It is important to note that the required energy storage system (ESS) depends on the amount of solar capacity installed on the campus. When the power produced by the PV panels exceeds the consumption demand, an energy storage system is required. For example, the University of Texas [134], British Malaysian Institute [135], Mulhouse campus [136], North Central College [137], Gavilan College [138], Sanford Burnham Prebys Campus [139], New Mexico State University [140], and California State University [141]. Other university campuses such as Beloit College, Fairleigh Dickenson University, Georgia Tech, Lake Superior College, Lane Community College, Luther College, Northern Arizona University, Milwaukee Area Technical College, South Central College, Thomas College, Tuskegee University, University of California Riverside, University of Colorado–Colorado Springs, University of Minnesota Duluth, and Washington and Lee University are suitable for installing solar power and energy storage systems owing to their weather conditions and geographical locations according to the National Renewable Energy Laboratory [142].

5.2. Configuration B (Hybrid PV-WT-Grid-Connected)

This hybrid configuration uses photovoltaic panels, wind turbines, a utility grid, converters, and inverters, among other essential components.
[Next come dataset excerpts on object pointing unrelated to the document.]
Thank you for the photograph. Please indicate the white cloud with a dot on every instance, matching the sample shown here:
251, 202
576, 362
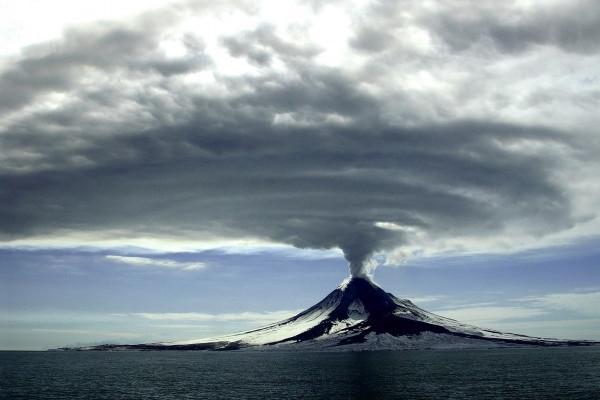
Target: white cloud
155, 262
580, 303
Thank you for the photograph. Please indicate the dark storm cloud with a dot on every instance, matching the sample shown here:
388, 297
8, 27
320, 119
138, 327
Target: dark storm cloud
306, 157
572, 26
58, 66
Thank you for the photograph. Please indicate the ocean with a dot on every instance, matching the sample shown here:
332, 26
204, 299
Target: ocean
519, 373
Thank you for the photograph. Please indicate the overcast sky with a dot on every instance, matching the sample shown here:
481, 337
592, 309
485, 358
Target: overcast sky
172, 136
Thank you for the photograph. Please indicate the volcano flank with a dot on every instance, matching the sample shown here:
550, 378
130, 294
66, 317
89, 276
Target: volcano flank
357, 315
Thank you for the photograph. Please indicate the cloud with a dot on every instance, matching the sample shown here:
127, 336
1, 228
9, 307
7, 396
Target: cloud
156, 262
585, 303
258, 317
410, 140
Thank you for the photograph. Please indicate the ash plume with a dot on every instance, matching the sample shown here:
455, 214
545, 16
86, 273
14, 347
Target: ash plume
293, 150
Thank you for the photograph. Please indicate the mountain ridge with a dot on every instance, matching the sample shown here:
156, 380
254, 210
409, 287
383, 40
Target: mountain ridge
357, 315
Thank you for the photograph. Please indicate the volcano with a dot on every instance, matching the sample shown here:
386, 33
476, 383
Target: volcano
357, 315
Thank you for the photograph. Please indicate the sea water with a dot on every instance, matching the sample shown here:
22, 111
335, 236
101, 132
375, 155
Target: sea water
519, 373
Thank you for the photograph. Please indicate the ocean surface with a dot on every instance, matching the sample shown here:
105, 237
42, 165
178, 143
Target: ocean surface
543, 373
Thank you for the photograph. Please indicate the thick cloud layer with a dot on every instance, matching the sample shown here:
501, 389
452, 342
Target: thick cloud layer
414, 133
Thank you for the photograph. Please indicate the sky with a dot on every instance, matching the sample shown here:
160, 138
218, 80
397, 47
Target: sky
181, 169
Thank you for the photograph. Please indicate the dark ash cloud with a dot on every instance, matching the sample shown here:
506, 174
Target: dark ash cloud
310, 156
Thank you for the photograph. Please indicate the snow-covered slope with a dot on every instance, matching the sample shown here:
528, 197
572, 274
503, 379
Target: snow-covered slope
358, 315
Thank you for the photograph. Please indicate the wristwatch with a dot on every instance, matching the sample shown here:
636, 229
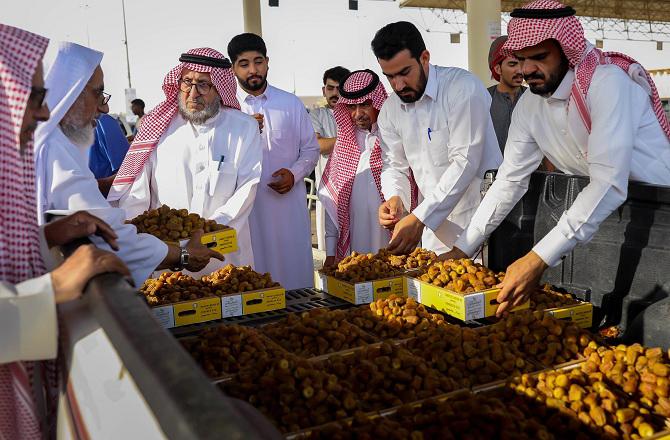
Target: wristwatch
183, 259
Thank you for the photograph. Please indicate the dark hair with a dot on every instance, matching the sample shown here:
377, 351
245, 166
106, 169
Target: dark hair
137, 101
336, 74
244, 43
396, 37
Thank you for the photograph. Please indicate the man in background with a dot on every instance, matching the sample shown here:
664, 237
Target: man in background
107, 152
279, 221
323, 120
504, 95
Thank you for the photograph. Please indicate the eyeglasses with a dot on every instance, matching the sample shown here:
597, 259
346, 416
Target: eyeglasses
203, 88
37, 96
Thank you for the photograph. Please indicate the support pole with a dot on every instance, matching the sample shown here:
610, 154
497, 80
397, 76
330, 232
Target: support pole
252, 16
483, 28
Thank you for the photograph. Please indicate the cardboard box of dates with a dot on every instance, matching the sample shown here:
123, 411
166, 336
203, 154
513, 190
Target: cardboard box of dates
178, 299
175, 226
365, 278
460, 288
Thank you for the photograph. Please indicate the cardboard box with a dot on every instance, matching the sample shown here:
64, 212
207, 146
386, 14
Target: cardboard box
466, 307
213, 308
360, 293
581, 314
223, 241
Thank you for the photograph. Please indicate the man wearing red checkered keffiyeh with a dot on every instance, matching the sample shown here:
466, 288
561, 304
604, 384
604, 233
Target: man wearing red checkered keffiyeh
196, 150
351, 185
28, 294
591, 113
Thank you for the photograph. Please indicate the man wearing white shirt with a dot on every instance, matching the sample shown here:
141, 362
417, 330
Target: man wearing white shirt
65, 184
351, 186
436, 125
590, 113
205, 153
279, 221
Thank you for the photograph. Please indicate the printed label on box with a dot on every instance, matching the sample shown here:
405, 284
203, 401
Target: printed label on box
364, 293
202, 310
581, 314
385, 288
413, 289
231, 306
164, 316
475, 306
224, 241
442, 300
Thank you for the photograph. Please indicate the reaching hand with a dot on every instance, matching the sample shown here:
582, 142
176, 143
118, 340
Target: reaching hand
406, 235
79, 225
285, 181
390, 212
70, 278
199, 254
521, 278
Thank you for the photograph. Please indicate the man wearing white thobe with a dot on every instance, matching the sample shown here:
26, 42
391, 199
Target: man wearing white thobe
65, 184
279, 221
207, 160
325, 128
351, 187
590, 113
437, 125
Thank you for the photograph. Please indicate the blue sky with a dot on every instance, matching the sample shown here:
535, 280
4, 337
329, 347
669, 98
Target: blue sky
304, 37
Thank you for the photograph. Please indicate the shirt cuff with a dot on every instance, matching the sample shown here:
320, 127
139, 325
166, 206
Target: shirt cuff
553, 247
470, 241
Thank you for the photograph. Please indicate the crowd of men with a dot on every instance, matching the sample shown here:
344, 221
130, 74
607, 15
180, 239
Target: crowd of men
393, 171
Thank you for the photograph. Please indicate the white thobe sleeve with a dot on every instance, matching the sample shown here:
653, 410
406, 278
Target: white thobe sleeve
468, 119
28, 317
332, 234
522, 157
610, 148
308, 146
395, 168
236, 210
139, 197
71, 186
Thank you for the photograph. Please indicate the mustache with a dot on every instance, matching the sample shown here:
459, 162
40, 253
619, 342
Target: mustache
536, 75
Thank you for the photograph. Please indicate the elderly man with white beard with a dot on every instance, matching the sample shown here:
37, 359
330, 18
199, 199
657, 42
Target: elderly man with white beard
197, 151
64, 182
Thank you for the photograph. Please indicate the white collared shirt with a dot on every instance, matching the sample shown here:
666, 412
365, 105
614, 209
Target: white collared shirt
626, 143
447, 139
210, 169
366, 233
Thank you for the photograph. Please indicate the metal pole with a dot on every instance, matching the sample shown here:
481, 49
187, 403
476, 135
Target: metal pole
125, 41
252, 16
483, 28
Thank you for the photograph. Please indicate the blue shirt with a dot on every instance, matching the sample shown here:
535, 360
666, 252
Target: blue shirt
109, 148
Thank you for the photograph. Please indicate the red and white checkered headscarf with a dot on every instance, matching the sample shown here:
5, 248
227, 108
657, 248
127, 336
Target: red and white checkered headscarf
20, 259
582, 56
157, 121
340, 171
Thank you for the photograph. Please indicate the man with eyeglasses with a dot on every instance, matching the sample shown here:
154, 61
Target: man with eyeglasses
279, 221
65, 183
197, 151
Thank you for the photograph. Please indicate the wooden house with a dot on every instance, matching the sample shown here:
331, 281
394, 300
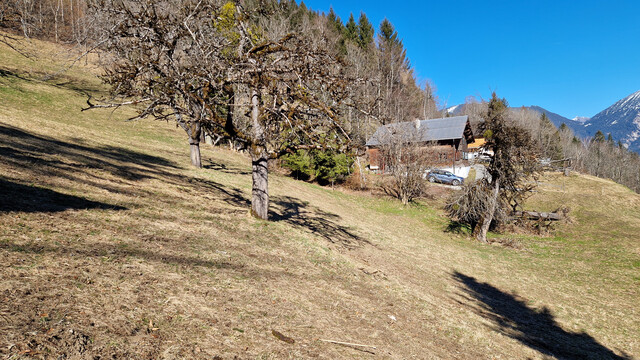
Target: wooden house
445, 138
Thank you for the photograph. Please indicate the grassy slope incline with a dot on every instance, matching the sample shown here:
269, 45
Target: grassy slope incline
112, 245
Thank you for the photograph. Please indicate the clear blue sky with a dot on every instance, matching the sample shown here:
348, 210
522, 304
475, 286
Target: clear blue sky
571, 57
Figure 19 illustrates the components of this configuration; WT and PV panels are considered the main sources of renewable energy. The National Renewable Energy Laboratory (NREL) states that wind turbines can be installed in distributed wind (that is, small turbines on site), land-based wind (i.e., farms and forests), and offshore wind (i.e., ocean) [143]. Since wind generators work best in an isolated environment, few universities have installed wind turbines, such as Quinnipiac University [144], University of Delaware [145], Carleton College, University of Minnesota [146], St. Olaf College [147], and Macalester College, St. Paul [148].

5.3. Configuration C (Hybrid PV-Diesel Generator-Grid Connected)

Like the one shown in Figure 20, a hybrid system consists of PV, DG, and grid connection. This configuration has been installed at the following universities: Florida International University [149], University of the Free State [150], University of KwaZulu Natal [2], and Jomo Kenyatta University of Agriculture and Technology [151].

5.4. Configuration D (Hybrid PV-CHP-Grid Connected)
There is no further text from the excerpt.